The council, however, maintained the developer would have to follow all the necessary environmental procedures and that would guarantee the development wouldn’t have contamination lurking to become an issue in the future.

At various times Asarco had mining operations and plants in Mexico, Colorado, Texas, Arizona, Peru, Tennessee and Montana. Today, Asarco Grupo Mexico makes refined copper cathode, rod, cake, silver bars, gold bars, crude nickel sulfate, selenium, tellurium, platinum-sponge, palladium-sponge and Enviroalloy™ in Amarillo, Texas. In Hayden, Arizona it has a copper concentrator and smelting operation; in Sahuarita, Arizona it mines copper and silver; in Kearny, Arizona it mines for and produces cathode copper; and at the mine at Marana, Arizona it uses dump leaching and rubblization processes to make high purity copper cathodes.
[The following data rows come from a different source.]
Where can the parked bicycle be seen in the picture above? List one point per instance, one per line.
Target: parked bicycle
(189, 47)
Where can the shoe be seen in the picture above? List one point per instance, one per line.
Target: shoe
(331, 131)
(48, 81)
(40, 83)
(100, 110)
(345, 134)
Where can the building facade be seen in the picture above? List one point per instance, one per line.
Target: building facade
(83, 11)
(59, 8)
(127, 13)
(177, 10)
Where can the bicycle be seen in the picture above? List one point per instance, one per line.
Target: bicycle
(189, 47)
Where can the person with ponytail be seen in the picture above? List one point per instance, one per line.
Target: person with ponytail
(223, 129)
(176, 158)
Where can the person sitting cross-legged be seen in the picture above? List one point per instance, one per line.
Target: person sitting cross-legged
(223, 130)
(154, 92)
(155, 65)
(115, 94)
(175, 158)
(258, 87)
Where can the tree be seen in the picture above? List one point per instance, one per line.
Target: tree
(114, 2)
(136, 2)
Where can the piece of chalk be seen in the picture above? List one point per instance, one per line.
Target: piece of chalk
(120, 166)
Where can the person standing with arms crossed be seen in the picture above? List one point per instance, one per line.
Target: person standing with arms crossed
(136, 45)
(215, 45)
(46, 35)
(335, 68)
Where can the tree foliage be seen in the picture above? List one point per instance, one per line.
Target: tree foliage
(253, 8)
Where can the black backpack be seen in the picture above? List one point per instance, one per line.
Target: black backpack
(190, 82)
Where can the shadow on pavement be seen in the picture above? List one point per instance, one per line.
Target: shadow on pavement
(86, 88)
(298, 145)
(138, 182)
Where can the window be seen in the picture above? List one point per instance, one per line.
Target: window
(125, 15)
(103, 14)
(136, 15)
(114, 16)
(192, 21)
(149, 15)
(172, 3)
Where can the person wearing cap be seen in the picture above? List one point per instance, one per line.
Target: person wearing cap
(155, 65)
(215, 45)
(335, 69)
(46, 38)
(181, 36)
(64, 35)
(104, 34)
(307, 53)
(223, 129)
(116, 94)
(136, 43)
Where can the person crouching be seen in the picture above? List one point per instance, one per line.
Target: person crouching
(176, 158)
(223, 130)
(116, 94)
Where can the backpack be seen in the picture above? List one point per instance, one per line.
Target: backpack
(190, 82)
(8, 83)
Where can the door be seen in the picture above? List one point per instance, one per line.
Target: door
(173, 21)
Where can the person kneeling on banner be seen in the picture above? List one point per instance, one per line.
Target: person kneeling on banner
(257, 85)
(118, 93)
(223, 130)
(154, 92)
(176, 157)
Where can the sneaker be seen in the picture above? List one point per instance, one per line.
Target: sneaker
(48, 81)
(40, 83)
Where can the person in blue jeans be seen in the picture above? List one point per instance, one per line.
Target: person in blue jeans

Asarco may stand to gain back the $200 million it paid as a settlement in the Omaha lead contamination Superfund site, but the Union Pacific railroad is only in it for $25 million. That means if the total bill is expected to be $400 million, the loss of Asarco’s portion could be significant to cleanup efforts.

1 comment:

Anonymous said...

Why should Asarco "catch a break" when the EPA and Federal Dept. of Justice knew since 1998 that Asarco was operating an unpermitted illegal multi-state hazardous-waste disposal operation for profit (see 10/2006 NYTIMES article), and the Asarco Bankruptcy DOJ-Trustee let Asarco "off the hook" for 100% of the liability from that illegal waste and its contamination?? To this day, no one in the government will publicly hold Asarco responsible for any of the liability from that illegal toxic wastes. MASSIVE amounts of god knows what were disposed of illegally to make profit according to that formerly secret 1998 DOJ EPA Asarco settlement document. How many other such secret settlement documents are out there?